6. Maintain focus on sexual harassment prevention
An important first step is to put sexual harassment on the agenda.
It is important that the management clearly shows that sexual harassment is unacceptable.
Create clear frameworks for behavior (what is not ok and what is) and announce them so that everyone in the workplace knows them. This ensures that the employees know their options and know that they have management’s support to use them if they experience sexual harassment.
7. Give instruction
The instruction of employees is an important part of the prevention and handling of sexual harassment. It must therefore be part of the instruction of the employees, who receive relevant information about the citizens/inmates/customers they deal with, including in which situations there is a risk of sexual harassment, as well as how they handle this.
This can include information about current guidelines.
It is important that all employee groups are continuously followed up.
Have a special focus on instructing new employees, young people, temporary workers and students!
8. Use the organization of your work as a tool
The organization of your work can help prevent you from being exposed to sexual harassment from citizens, inmates, customers etc.
For example, in some cases it may be necessary that you always have two employees present, or that the physical layout means that you have the opportunity to leave the room quickly.
Be aware of whether there are situations or times when you are particularly vulnerable. Take your work tasks as a starting point and how you can best solve them, so that you simultaneously prevent sexual harassment.
9. Focus on professionalism and sparring
Sexual harassment from citizens, inmates, customers etc. is a common professional challenge.
Therefore, talk about how you can use each other and your expertise to prevent sexual harassment.

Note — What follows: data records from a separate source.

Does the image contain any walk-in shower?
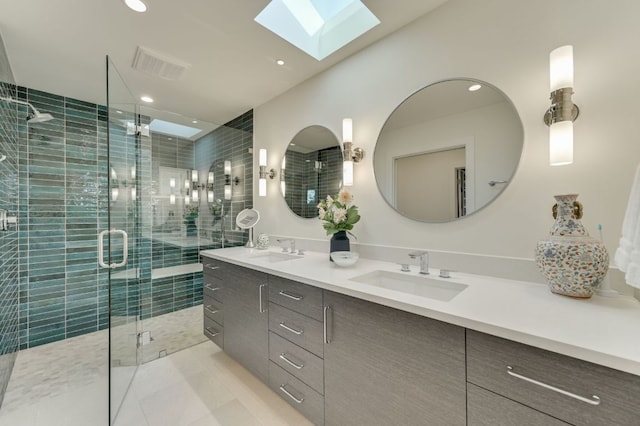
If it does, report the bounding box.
[0,98,54,124]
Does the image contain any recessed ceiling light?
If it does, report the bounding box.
[124,0,147,12]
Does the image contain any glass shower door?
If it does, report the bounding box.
[105,57,143,424]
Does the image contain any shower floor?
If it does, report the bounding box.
[0,306,309,426]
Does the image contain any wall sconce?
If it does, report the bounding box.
[280,155,287,197]
[207,172,214,203]
[342,118,364,186]
[544,46,580,166]
[224,160,231,200]
[258,148,276,197]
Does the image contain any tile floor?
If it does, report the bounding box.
[0,307,310,426]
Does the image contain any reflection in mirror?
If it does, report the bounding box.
[373,79,524,222]
[280,126,342,218]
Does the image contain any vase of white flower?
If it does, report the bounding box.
[318,188,360,261]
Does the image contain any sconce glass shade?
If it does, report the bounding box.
[549,121,573,166]
[258,148,267,166]
[342,118,353,142]
[342,161,353,186]
[549,46,573,92]
[258,178,267,197]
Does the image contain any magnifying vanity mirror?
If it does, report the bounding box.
[280,126,342,218]
[373,79,524,222]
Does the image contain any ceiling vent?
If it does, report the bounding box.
[131,46,191,80]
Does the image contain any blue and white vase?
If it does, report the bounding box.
[536,194,609,299]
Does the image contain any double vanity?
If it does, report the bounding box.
[201,247,640,426]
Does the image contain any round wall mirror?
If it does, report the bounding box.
[373,79,524,222]
[280,126,342,218]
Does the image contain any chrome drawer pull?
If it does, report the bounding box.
[204,305,220,314]
[204,327,220,337]
[279,290,304,301]
[280,385,304,404]
[280,322,304,336]
[280,354,304,370]
[507,365,600,405]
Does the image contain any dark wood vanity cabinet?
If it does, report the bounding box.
[324,291,466,426]
[467,330,640,426]
[220,263,269,382]
[203,258,640,426]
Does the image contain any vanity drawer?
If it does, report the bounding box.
[269,332,324,394]
[269,275,322,321]
[202,296,224,325]
[203,315,224,348]
[467,330,640,425]
[269,303,324,358]
[269,362,324,425]
[467,383,569,426]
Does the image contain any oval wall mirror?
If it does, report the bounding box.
[373,79,524,222]
[279,126,342,218]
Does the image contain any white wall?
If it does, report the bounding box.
[254,0,640,290]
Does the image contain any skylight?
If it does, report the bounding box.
[255,0,380,61]
[149,118,202,139]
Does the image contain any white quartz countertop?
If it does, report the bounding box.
[201,247,640,376]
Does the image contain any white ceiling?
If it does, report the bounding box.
[0,0,447,124]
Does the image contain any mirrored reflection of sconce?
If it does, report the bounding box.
[280,155,287,197]
[224,160,231,200]
[258,148,276,197]
[207,172,214,203]
[342,118,364,186]
[544,45,580,166]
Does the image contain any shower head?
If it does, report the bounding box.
[27,107,53,123]
[0,97,53,123]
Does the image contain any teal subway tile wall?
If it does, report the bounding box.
[0,79,20,405]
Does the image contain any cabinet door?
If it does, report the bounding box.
[222,264,269,383]
[467,383,569,426]
[324,292,466,426]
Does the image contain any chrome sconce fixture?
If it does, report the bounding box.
[224,160,237,200]
[544,45,580,166]
[258,148,276,197]
[342,118,364,186]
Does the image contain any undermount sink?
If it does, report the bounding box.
[250,251,303,263]
[350,271,468,302]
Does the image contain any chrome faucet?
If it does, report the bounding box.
[409,251,429,275]
[276,238,296,253]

Consider whether you have the right skills and how you can continuously strengthen your professionalism so that it can be used as part of the prevention of sexual harassment. It is important that you are prepared for the task and get the support you need.
Consider how you, management and colleagues, can use systematic sparring and supervision to learn from each other’s challenges and experiences.

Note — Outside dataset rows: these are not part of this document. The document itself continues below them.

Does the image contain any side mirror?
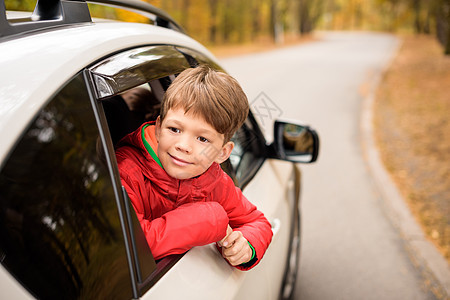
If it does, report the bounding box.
[271,120,319,163]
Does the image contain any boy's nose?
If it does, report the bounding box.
[175,141,192,154]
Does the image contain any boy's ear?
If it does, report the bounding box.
[214,141,234,165]
[155,116,161,143]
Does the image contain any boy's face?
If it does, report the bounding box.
[156,108,234,179]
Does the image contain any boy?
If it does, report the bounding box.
[116,66,272,270]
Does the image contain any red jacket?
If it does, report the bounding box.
[116,124,272,270]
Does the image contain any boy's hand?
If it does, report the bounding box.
[219,225,253,266]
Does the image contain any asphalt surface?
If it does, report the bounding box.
[221,32,447,300]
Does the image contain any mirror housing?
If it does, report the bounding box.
[269,120,319,163]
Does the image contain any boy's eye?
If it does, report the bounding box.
[169,127,180,133]
[197,136,209,143]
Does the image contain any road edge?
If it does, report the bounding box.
[360,38,450,299]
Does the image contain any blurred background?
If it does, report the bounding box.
[6,0,450,54]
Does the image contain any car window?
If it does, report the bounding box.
[0,74,133,299]
[229,112,265,188]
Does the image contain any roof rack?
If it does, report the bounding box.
[87,0,186,33]
[0,0,92,38]
[0,0,185,39]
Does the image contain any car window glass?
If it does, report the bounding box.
[0,75,132,299]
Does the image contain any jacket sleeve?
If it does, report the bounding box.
[215,173,273,270]
[119,157,229,259]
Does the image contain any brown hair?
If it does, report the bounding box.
[160,65,249,143]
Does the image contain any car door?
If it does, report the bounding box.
[85,45,288,299]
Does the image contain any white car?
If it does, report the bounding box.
[0,0,319,299]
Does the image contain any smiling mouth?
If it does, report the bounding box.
[169,153,192,167]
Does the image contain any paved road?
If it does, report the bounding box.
[221,33,440,300]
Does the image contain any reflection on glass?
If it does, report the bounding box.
[283,124,314,156]
[0,75,132,299]
[89,46,189,99]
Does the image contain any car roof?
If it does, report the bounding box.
[0,12,216,162]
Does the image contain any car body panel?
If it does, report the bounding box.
[142,160,294,299]
[0,22,216,165]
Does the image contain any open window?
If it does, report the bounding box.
[85,45,232,295]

Pay particular attention to involving employees who work a lot alone.
10. Learn from episodes
If you have experienced episodes of sexual harassment, talk about your experiences and how you handled certain situations.
Discuss how you can best use experience in planning the work, so that you avoid similar situations.
As part of the planning, it may be a good idea if you systematically register each episode of sexual harassment, assess whether it should be reported as an occupational injury and whether it should be reported to the police.
In this way, you get an overview of where, when and in which situations the episodes take place, and thus – how they can be prevented.